Plusieurs scénarios ont été envisagés. Certains proposaient des scènes de dépeçage avec force hémoglobine giclant, soubresauts d’animaux agonisants mais finalement une option encore plus impactante fut retenue. Celle d’une jeune femme imprudente et inconsciente du danger se faisant attaquer par une grosse bêbête qui l’emporterait sous l’eau pour la dévorer. Peu après qu’elle eut disparu, un beau sac en croco remonterait à la surface…
Hors l’épouvantable vision provoquée par la tragédie, tous les défenseurs des animaux, madame Bardot comprise, pourraient crier leur joie en un " Parfait, elle l’a bien mérité ! " Les six techniciens chargés du fonctionnement de Silicrok, le metteur en scène, la maquilleuse, les deux caméramans et une des deux actrices se foutent éperdument du gente animal.

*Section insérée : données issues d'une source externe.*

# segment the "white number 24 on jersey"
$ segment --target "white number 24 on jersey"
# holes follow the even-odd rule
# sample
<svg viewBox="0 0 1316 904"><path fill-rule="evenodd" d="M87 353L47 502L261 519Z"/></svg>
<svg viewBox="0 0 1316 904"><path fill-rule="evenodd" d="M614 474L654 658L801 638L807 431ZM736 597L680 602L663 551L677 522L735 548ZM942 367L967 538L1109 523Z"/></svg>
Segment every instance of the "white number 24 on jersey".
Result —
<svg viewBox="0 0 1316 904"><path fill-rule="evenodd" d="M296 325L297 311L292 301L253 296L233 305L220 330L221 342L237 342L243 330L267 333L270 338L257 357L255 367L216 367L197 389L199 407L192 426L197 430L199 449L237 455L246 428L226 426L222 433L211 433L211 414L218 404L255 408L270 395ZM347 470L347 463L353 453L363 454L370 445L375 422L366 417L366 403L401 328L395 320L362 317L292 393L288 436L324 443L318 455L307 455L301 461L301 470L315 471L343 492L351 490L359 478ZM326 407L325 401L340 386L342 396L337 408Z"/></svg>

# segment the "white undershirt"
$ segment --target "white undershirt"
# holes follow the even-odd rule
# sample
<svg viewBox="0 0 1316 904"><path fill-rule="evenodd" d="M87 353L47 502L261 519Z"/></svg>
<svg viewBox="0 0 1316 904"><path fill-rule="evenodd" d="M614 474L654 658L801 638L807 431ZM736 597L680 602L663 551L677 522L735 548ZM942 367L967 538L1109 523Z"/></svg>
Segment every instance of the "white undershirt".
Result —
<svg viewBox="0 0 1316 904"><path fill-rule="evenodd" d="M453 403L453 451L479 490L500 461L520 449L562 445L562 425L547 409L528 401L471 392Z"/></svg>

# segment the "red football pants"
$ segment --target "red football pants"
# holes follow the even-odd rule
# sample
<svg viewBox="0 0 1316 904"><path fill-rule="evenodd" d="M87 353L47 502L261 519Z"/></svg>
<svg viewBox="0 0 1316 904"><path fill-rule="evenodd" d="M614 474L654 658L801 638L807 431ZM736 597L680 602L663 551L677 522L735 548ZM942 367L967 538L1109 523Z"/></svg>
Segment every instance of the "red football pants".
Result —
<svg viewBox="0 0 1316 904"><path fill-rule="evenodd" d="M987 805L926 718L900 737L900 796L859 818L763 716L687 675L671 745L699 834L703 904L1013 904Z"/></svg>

Seule la fin de mois compte, et ce film tourné en moins de trois jours rapportera gros. Hannah Bickerman, la jeune starlette montante du cinéma australien, quant à elle affiche fièrement ses idées défenderesses de dame nature. Certaines mauvaises langues racontent qu’il n’y a là qu’une forme d’opportunisme, que ce vent récent est un bon porteur et qu’il va apporter une bonne publicité à peu de frais pour la jeune starlette. Attention, Hannah touchera malgré tout un confortable cachet.

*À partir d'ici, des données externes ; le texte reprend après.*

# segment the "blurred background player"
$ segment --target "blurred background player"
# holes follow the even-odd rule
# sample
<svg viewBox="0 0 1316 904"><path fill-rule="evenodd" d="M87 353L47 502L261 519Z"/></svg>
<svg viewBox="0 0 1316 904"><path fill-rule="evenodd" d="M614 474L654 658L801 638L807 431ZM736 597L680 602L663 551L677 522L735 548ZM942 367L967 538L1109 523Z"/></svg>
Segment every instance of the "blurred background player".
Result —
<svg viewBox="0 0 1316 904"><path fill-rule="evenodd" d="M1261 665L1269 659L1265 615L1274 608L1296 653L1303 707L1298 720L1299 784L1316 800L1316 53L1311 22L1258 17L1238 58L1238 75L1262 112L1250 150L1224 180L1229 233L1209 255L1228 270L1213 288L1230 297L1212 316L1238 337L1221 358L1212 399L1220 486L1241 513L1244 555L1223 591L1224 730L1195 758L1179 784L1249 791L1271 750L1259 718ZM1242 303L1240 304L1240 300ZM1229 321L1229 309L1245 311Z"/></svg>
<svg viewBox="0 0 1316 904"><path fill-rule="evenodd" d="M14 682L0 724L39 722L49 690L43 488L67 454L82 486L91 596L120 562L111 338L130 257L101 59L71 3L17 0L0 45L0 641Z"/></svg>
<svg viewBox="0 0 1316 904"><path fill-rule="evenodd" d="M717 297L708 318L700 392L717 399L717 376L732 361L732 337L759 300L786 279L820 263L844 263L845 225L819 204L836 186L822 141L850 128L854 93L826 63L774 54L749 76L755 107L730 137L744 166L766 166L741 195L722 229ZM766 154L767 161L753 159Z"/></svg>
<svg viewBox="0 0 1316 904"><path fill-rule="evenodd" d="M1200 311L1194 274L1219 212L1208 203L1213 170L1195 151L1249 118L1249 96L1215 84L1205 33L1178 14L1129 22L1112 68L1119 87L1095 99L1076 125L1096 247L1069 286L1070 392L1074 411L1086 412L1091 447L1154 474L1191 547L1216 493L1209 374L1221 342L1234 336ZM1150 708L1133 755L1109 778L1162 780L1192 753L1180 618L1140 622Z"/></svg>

Pour montrer sa bravoure elle a refusé une doublure qui, éventuellement, aurait pu recevoir un mauvais coup à sa place. Enfin, si peu de risques au tournage que cela aurait été ridicule. Le coin choisi était autrefois renommé pour la densité des sauriens de belle taille qui le peuplaient. Après une chasse intensive, ils avaient prudemment fuit ce territoire aujourd’hui calme. Les rares habitants des environs ou des passionnées viennent ici observer la nature, notamment les millions d’oiseaux migrateurs qui couvrent parfois certains marécages. Les bovins s’y abreuvent aussi en été quand la nappe phréatique baisse jusqu’à provoquer la sécheresse de nombreux points d’eau.
Tout est parfait, mais monsieur le réalisateur n’est pas content. L’approche du crocodile mécanique, en arrière plan des deux femmes se photographiant au bord de l’eau, ne parait pas naturelle. On recommence, certainement pour la dernière prise. A plus de cinquante mètres et cachée par un petit monticule l’équipe de techniciens attend l’ordre pour envoyer Silicrok. L’un d’eux a déjà sa télécommande en main.
-L’attaque. Huitième et j’espère dernière. Action !
Sur le bord en pente douce, Hannah recule en souriant au petit oiseau qui va sortir de l’appareil photo de son amie. Elle n’est plus qu’à deux mètres du bord quand, comme prévu, le monstre attaque, saisit une Hannah hurlante, puis disparaît. Le tout en cinq secondes.
-Parfait ! Excellent !
A une cinquantaine de mètres un homme se lève en criant.
-Hannah, tu es tombée au bouillon ? Il faudra recommencer, ce foutu Silicrok déconne encore.